Slowly, my donkey friends are working through Elizabeth Kubler Ross' stages of grief. The empathetic Moose feels your pain. In fact, about twelve years ago, he was in your place. The Moose had just lost his job in the Bush I Adminsitration and he we beginning his new gig at the Christian Coalition. Democrats were in complete control of the White House and Congress. The Moose thought he had joined the losing side.
However, the Elephant retooled as an insurgent guerilla political fighter. He embraced a reform agenda of transforming an ossified Democratic Washington. Led by Newt Gingrich, the G.O.P. developed an alternative program and offered the Contract with America. Assisted by liberal overreach, the Elephant seized Congressional power and has not relinquished it since.
This elephant experience can be instructive for the donkey. As the Moose sees it, the biggest problem for the D's is that they have steadily become culturally removed from the heartland of America. Specifically, they often appear disdainful of religiously observant people. Check out this quote in today's New York Times,
"I have been made to feel by the liberal people that my faith makes me weird," Ms. Johnson said. "I don't wear my religion on my sleeve either; I'm quiet about it. But I firmly believe that my country was founded on faith, and when I saw the popular vote this time, it made me feel like I'm not such an outsider, that there are others like me, and a lot of them."
The Moose can attest that nothing motivated religious conservatives more than their perception that liberal elites have contempt for their faith.

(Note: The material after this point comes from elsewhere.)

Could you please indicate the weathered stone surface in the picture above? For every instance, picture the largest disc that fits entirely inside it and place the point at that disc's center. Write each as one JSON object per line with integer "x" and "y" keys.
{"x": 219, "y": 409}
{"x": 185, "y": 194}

Once, a Washinton Post writer characterized them as "poor, uneducated and easy to command." That quote alone was a inestimable recruiting tool.
Even though Republicans are in political control, much of the country believes that liberals dominate our culture - and that it is deteriorating. Democrats need to spend less time in Hollywood and more time at Pentecostal prayer meetings. Too many Democrats scoff at President Bush's profession of faith. They snickered when then Governor Bush pronounced at one of the primary debates that Christ was his favorite philosopher. That may very well have been the moment when W. solidified his relationship with the religious conservatives - more important than his position on gay rights and abortion.
Take it from the Moose - Mr. Donkey, your views on economic growth and health care access are not going to be heard unless broad swaths of America believe that you are one of them.
Moose Correction - Several Mooseketeers have helpfully noted that Congressman Lloyd Doggett was also a survivor of the DeLay purge - thanks and Hook'em Lloyd!